Chapter Four – Financial Management

Article 29 – Income
The income sources of the Association are as follows:
1. subscriptions to the Association Fund,
2. annual membership subscription fees,
3. donation from members and non-members and other income.
Article 30 – Membership Subscription Fees

The rates as applicable to subscriptions to Association Fund and annual membership subscription fees and the payment method(s) shall be determined by the Management Board. Membership subscription fees and donations shall be non-refundable in any circumstances.

Article 31 – Books of Accounts

The Association shall keep all necessary books of accounts, and shall present these books of accounts annually to its Auditor for audit purposes.

Chapter Five – Regulations and Interim Rule

Article 32 – Amendment of Articles and Disbandment of the Association

Members Assembly shall have the authority to add, amend or rescind any Article of the Association, and to disband the Association.
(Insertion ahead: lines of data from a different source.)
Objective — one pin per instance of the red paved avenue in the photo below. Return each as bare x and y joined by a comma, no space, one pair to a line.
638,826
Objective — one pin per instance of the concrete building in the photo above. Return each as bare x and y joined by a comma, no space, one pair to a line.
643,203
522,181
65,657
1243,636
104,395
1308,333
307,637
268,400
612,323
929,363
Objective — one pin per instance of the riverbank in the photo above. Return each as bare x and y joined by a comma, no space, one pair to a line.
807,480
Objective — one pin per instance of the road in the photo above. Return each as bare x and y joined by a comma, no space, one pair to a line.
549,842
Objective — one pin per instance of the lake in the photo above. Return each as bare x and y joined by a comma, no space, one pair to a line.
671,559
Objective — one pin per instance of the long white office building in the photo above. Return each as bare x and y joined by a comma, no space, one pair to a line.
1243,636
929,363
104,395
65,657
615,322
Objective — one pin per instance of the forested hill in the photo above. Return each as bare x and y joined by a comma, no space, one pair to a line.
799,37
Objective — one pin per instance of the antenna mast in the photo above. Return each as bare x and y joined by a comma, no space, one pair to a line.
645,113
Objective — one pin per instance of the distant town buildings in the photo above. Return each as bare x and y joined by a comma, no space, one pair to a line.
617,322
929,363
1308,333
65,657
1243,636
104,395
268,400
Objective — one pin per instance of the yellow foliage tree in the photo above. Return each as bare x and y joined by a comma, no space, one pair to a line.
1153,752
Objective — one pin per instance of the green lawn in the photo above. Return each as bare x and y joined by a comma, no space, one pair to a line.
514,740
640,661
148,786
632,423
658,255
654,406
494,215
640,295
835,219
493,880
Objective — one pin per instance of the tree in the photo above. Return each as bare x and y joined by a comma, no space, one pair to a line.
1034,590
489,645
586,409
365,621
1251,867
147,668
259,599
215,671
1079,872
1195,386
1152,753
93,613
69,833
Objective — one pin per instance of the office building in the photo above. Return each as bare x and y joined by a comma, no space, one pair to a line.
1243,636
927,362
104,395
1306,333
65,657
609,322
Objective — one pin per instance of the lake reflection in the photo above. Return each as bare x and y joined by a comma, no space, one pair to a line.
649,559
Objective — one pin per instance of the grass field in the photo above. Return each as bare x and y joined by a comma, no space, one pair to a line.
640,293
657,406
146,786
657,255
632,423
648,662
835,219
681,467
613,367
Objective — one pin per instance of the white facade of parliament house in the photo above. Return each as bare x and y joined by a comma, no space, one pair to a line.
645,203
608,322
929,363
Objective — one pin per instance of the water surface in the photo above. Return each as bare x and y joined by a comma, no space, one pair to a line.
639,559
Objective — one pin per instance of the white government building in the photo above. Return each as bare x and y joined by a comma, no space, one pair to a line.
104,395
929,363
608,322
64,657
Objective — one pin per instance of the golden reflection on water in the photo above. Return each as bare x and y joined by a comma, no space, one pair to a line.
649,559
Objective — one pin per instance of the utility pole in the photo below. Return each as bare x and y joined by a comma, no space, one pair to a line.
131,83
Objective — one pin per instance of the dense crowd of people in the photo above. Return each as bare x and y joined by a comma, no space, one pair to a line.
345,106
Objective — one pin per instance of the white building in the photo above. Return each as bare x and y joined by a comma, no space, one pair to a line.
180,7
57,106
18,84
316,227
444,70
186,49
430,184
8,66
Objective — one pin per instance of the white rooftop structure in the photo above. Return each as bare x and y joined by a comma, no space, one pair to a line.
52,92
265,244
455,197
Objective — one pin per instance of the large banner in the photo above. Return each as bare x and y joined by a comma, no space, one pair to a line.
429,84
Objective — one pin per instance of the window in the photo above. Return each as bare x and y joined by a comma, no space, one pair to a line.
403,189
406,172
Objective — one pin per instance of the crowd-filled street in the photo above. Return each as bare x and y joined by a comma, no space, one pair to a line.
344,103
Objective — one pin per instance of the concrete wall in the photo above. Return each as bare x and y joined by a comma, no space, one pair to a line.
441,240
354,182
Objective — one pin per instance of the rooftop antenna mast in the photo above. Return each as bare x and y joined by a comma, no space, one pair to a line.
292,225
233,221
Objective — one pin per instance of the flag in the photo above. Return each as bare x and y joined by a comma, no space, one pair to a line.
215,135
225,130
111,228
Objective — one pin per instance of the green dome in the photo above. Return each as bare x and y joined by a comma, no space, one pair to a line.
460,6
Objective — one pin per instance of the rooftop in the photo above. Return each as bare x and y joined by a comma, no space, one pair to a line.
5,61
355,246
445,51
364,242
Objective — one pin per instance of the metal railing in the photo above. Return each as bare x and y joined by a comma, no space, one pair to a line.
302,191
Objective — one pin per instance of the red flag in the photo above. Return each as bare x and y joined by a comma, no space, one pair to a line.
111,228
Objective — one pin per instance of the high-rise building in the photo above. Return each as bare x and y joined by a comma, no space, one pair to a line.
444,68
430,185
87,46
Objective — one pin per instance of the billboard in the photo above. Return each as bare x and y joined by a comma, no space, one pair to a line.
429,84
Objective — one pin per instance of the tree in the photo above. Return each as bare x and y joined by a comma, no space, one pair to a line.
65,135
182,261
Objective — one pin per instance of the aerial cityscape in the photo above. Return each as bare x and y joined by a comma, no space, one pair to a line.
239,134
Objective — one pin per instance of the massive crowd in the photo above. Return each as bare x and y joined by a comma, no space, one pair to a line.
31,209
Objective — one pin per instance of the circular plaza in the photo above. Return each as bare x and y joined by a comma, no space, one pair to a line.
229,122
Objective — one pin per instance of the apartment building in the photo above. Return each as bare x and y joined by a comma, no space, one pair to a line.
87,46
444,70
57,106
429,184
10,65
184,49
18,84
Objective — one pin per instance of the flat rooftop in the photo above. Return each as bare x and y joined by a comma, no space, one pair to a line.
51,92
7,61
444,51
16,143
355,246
Such meeting of the Members Assembly shall be convened under the provision of Article 16 stated above, and shall compile with the followings:
1. the notice for such meeting shall state clearly the purpose,
2. resolution to add, amend or rescind any Article of the Association shall be passed by at least 75% of members who are present at such meeting,
3. resolution to disband the Association shall be passed by at least 75% of members of the Association,
4. any assets left over after the disbandment of the Association shall be donated to local charitable organizations.

Article 33 – Authority to Interpret Articles of the Association

The authority to interpret Articles of the Association shall rest upon the Management Board of the Association.

Article 34 – Interim Rule

A meeting of the Members Assembly of the Association shall be convened, with the purpose to elect incumbents of various offices of the Association, within three months after the registration of the Association. During this interim period, the administration of the Association shall be the responsibilities of the founding members.